Tacoma teacher trouble

By Terrah Short

Tacoma teachers called a strike on Monday September 12th in response to inadequate decisions made by the Tacoma School Board.  The 3-year contract for these teachers ended on August 31 and the teachers wanted to discuss new terms. Of those terms were class sizes, pay and seniority. After many unsuccessful days the teachers gave an 87 percent vote to strike.

The strike itself had some 1,900 teachers in its ranks. Pierce County superior court judge, Bryan Chushcoff, had already ordered for the teachers to return to work but the strike continued.  The next court hearing was scheduled for September 27 and may occur if the judge finds it necessary.

This strike put about 28,000 students on the street.  Parents scrambled for daycare, but with so many kids parents needed to call ahead of time to see if the daycare was open.  Some older students joined in the strike or took babysitting jobs to help parents. Stephany Ngoun, a Tacoma student said, “I agree with the teachers.”  Another student went so far as to say, “You’re adults, grow up,” in response to the strike.

The strike means that students will have to go five days into summer vacation in order to make up for the days of school lost during the strike.

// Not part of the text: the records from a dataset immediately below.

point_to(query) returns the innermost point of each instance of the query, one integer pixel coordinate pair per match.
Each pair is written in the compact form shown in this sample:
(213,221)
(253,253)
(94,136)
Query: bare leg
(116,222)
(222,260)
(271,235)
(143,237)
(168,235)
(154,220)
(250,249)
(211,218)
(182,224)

On September 21, Governor Gregoire called for both sides of the issue to meet at the table and come to an agreement.  “If no deal is reached by 3 pm this afternoon, both the district and the union will report to my office and stay until their differences are reconciled and the school doors reopen,” Gregoire said in a statement issued that morning.

September 22, the teachers took their vote on the new contract and 98.9 percent of teachers voted to end the strike and for school to resume Friday, September 23.